Ей был безразличен сейчас собственный потрепанный внешний вид, перепачканные грязью ботинки, и она сняла рубашку Джейка, не заботясь, что окружающие увидят ее разорванную футболку, скрепленную на груди булавками. В первый раз чуть ли не за всю свою жизнь Элисон почувствовала запах собственного немытого тела, но думать о ванне не приходилось. Рана на ноге пульсировала ноющей болью в такт биению сердца, выматывая последние силы, и Элисон чувствовала в этой послеполуденной духоте, как неизбежно погружается в дремоту.

Она больше ни о чем не хотела думать. Они находятся в деревне, Зекери разговаривает со старейшиной, и ей совершенно не о чем заботиться. Через двадцать минут она, вздрогнув, пробудилась от своей дремоты и увидела, что Нак протягивает ей спящего Адама и белую хлопчатобумажную блузку, точно такую же, какая была на ней самой.

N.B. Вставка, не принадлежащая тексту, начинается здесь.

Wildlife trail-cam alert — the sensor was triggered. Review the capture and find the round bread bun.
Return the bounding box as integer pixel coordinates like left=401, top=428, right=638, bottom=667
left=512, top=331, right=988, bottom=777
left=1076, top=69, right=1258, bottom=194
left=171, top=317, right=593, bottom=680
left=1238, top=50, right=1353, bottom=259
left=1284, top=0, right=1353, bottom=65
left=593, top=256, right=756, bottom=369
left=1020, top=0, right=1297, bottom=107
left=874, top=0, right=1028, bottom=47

Элисон заботливо постучала по маленькой обнаженной спинке Адама и, убедившись, что в желудке не осталось пузырьков воздуха, нашла в чемодане Луизиты детскую распашонку. Надев ее на мальчика, она старательно завязала все ленточки. Потом Элисон распахнула свою разорванную футболку и немного обмыла тело водой, прежде чем надеть свежую белую блузку, за которую она была так благодарна Нак. Наконец, Элисон могла позволить себе улечься на койку, свернувшись калачиком, положив рядом спокойно спящего Адама. Коснувшись головой подушки, она сразу же погрузилась в благословенный сон.

Через два часа Нак разбудила ее, дотронувшись рукой до плеча. Элисон встала с большим трудом, увидев, что рядом с кроватью стоит Маленький Бол.

— Старейшина хочет видеть тебя, — объявил он. — Я провожу.

Элисон стала собирать спящего младенца.

— Ты можешь оставить ребенка с Нак, — сказал мальчик.

Она инстинктивно воспротивилась этому.

— Я возьму его с собой. А где мой друг? Где мистер Кросс?

— Американца нет здесь, — ответил мальчик.

— Где он? — настойчиво добивалась Элисон, чувствуя тяжесть в голове от усталости и внезапно прерванного сна.

— Он отправился с мужчинами, чтобы раздобыть вам машину.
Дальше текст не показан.